One reason for this constitutional training approach is that AI trained by AI is easier to scale. And scale is one of Anthropic's goals. To test whether the principles of AI hold, we need to develop increasingly powerful models. The main method is scaling. However, this requires increasing both the number of users who can teach the model with queries and the amount of computational power behind it.
Pursuing AI at scale also raises other ethical issues. All that computing power has an environmental cost. It requires the involvement of one of his few technology companies that has access to that power. And as the user base grows, malicious humans may try to subvert the trained principles of the model and use it for some nefarious purpose.
But these questions are unique to AI, regardless of who is building it, and Anthropic is, of course, just one of many companies creating powerful LLMs.

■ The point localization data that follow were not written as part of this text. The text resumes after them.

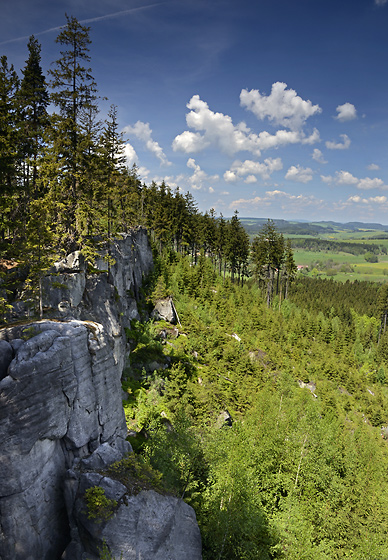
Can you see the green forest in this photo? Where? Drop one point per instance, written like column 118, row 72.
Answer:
column 269, row 411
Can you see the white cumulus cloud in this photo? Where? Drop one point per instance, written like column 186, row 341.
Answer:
column 346, row 178
column 299, row 174
column 142, row 131
column 282, row 106
column 218, row 129
column 344, row 145
column 199, row 178
column 130, row 154
column 250, row 169
column 288, row 202
column 346, row 112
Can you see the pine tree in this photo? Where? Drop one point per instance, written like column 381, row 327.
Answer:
column 268, row 255
column 33, row 100
column 74, row 94
column 9, row 157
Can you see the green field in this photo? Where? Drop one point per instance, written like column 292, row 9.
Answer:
column 342, row 266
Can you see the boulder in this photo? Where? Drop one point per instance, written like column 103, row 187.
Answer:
column 59, row 402
column 147, row 525
column 164, row 310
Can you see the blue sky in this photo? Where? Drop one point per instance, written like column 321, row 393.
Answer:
column 277, row 109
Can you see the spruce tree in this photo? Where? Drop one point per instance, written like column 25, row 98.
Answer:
column 74, row 94
column 33, row 100
column 9, row 157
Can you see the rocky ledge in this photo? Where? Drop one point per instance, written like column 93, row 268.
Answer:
column 62, row 421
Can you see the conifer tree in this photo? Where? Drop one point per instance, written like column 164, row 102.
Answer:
column 268, row 257
column 9, row 84
column 33, row 100
column 74, row 94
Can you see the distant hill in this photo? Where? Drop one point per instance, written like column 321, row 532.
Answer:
column 253, row 226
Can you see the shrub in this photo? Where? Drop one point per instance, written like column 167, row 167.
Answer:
column 99, row 507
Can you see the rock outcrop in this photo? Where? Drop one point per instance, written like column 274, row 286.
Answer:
column 61, row 420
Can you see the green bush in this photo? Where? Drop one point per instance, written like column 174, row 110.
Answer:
column 99, row 507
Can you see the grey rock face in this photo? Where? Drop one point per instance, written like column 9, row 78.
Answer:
column 58, row 402
column 147, row 525
column 61, row 414
column 164, row 310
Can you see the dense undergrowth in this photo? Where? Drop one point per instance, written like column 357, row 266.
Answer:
column 301, row 471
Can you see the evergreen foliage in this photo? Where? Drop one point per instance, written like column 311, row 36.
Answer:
column 299, row 469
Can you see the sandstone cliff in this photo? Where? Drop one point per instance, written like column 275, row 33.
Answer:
column 61, row 419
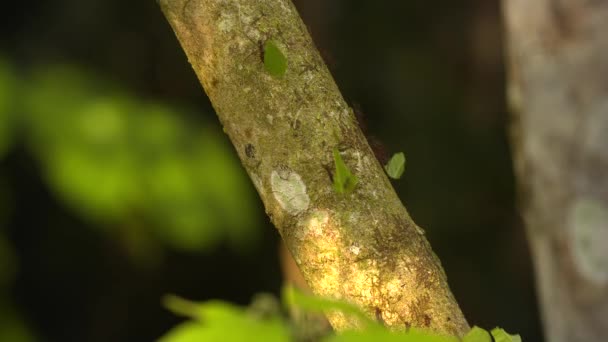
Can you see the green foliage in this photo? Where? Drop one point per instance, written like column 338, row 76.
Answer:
column 477, row 334
column 502, row 336
column 396, row 165
column 274, row 60
column 215, row 320
column 344, row 180
column 127, row 164
column 294, row 298
column 220, row 321
column 7, row 95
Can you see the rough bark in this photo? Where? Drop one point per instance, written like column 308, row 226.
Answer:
column 558, row 90
column 361, row 247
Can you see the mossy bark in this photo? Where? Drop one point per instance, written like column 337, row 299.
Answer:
column 558, row 91
column 360, row 247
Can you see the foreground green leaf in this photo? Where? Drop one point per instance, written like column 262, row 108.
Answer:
column 344, row 180
column 500, row 335
column 477, row 334
column 274, row 60
column 221, row 321
column 395, row 167
column 295, row 298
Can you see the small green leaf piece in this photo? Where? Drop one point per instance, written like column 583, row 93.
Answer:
column 274, row 60
column 220, row 321
column 344, row 180
column 292, row 298
column 396, row 165
column 477, row 334
column 500, row 335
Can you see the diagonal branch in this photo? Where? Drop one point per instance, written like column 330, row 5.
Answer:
column 360, row 246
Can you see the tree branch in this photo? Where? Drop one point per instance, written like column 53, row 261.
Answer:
column 558, row 91
column 362, row 246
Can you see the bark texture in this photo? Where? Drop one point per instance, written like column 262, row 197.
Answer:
column 558, row 90
column 361, row 247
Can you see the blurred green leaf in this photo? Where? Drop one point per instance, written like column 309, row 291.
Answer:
column 8, row 263
column 294, row 298
column 12, row 327
column 8, row 83
column 274, row 60
column 385, row 335
column 477, row 334
column 114, row 158
column 220, row 321
column 500, row 335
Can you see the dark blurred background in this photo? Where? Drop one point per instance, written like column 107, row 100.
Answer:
column 117, row 185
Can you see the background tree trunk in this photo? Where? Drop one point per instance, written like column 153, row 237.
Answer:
column 558, row 91
column 361, row 247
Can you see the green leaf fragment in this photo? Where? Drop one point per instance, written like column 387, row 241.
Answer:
column 220, row 321
column 344, row 180
column 293, row 298
column 274, row 60
column 477, row 334
column 500, row 335
column 396, row 165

“External engagement on these issues is central to our work. Developing AI securely is a much broader project than Anthropic can or should tackle alone. We believe that,” Amodei emphasizes. “Our hope is that by being transparent about the risks we see, we can motivate broader efforts to explore potential solutions.”
If AI models are trained only by people who don't care about ethics, they will be immoral at best. Anthropic's belief is that we cannot make AI safe today unless we develop safe AI. And we cannot secure our future at the technological frontier until we reach that frontier ourselves.